経営統合する相手先(昭和シェル)の株式を買うなら話はわかるが、統合に反対するのに株式を買うのはおかしいじゃないか?と普通は思うが、これには深い意味があった。
出光創業家は出光興産の大株主、6月の株主総会で経営統合に反対していたが、出光興産経営陣はロイヤル・ダッチ・シェルから昭和シェル株33.3%を9月メドに1691億円で取得する予定だった。
出光創業家は昭和シェルとの経営統合を阻止するために、40万株の昭和シェル株式を購入。これによって出光創業家と出光興産は昭和シェル株式の3分の1を超える株主になるため市場外でロイヤル・ダッチ・シェルから株式を購入することが法的にできなくなった。
金融商品取引法で3分の1を超える株式を60日間で買い付ける場合はTOB(株式公開買い付け)をしなければいけないルールになっているからだ。どうしても出光興産が昭和シェルとの経営統合を2017年4月までにするのであれば、TOBしか選択肢が無くなってきた。
しかしTOBとなる場合には、買収金額が想定以上に増える可能性が高い。8月3日の終値で昭和シェル株は939円、報道があってから午後急騰した。
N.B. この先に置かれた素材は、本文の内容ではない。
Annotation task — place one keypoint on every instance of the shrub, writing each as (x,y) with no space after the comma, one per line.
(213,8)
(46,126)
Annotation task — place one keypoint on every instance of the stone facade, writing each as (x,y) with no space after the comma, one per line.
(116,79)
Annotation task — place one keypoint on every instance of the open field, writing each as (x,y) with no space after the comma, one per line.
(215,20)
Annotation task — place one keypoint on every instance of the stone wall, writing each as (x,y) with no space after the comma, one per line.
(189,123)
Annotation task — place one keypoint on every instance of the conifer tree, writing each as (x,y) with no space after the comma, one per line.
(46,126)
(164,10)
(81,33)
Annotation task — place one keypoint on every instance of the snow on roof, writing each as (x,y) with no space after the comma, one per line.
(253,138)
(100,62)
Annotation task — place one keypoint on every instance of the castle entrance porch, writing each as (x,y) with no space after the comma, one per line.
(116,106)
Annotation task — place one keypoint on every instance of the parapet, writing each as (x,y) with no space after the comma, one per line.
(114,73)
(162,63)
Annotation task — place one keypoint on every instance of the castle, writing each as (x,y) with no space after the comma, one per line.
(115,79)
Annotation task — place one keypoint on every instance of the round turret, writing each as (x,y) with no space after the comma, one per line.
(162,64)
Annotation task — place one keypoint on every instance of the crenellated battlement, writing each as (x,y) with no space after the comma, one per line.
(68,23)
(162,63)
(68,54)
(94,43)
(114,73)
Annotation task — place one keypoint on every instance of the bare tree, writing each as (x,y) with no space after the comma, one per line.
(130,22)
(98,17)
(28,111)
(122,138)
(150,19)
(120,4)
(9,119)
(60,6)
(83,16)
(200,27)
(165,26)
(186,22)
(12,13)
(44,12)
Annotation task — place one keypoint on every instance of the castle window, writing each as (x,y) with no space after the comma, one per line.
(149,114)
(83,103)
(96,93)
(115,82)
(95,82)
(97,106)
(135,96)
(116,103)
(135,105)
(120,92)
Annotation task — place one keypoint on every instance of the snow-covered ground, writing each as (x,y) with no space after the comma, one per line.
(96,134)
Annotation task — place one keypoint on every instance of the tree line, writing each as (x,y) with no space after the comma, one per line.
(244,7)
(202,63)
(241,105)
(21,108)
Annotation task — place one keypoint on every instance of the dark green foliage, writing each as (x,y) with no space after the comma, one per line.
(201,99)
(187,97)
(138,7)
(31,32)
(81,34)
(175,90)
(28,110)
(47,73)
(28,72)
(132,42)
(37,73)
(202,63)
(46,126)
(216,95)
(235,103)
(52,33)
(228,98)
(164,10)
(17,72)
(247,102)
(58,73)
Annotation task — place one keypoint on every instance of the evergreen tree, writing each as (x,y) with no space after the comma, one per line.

一方、出光興産株価は80円安の1984円と乱高下した、創業家と経営陣のゴタゴタが不安定すると投資家が判断したからだろうと言われている。
出光昭介名誉会長は代理人の弁護士を通してコメントを発表。
「異なった経歴の中で成立し働いている人々を、出光大家族の中に加え、同様に面倒をみていくことに私は非常に危惧の念を抱きます」
出光大家族と表現していることからも創業家色の強い企業だということがわかる。
出光昭介名誉会長が昭和シェル株式を40万株買付報道の後の株価
8月3日、午後に昭和シェル株価が急騰、出光興産がTOB(株式公開買い付け)に踏み切れば株価はもっと値上がりするだろうと思惑が投資家に広がり買われた。
一方で出光興産の株価は終日軟調だったが、創業家側が昭和シェル株式を40万株購入した報道を受けて株価が上昇する局面もあったが前日比プラスにまで値上がりせず、午後3時前には値上がりした分を帳消しにするかのように上げ幅を縮小した。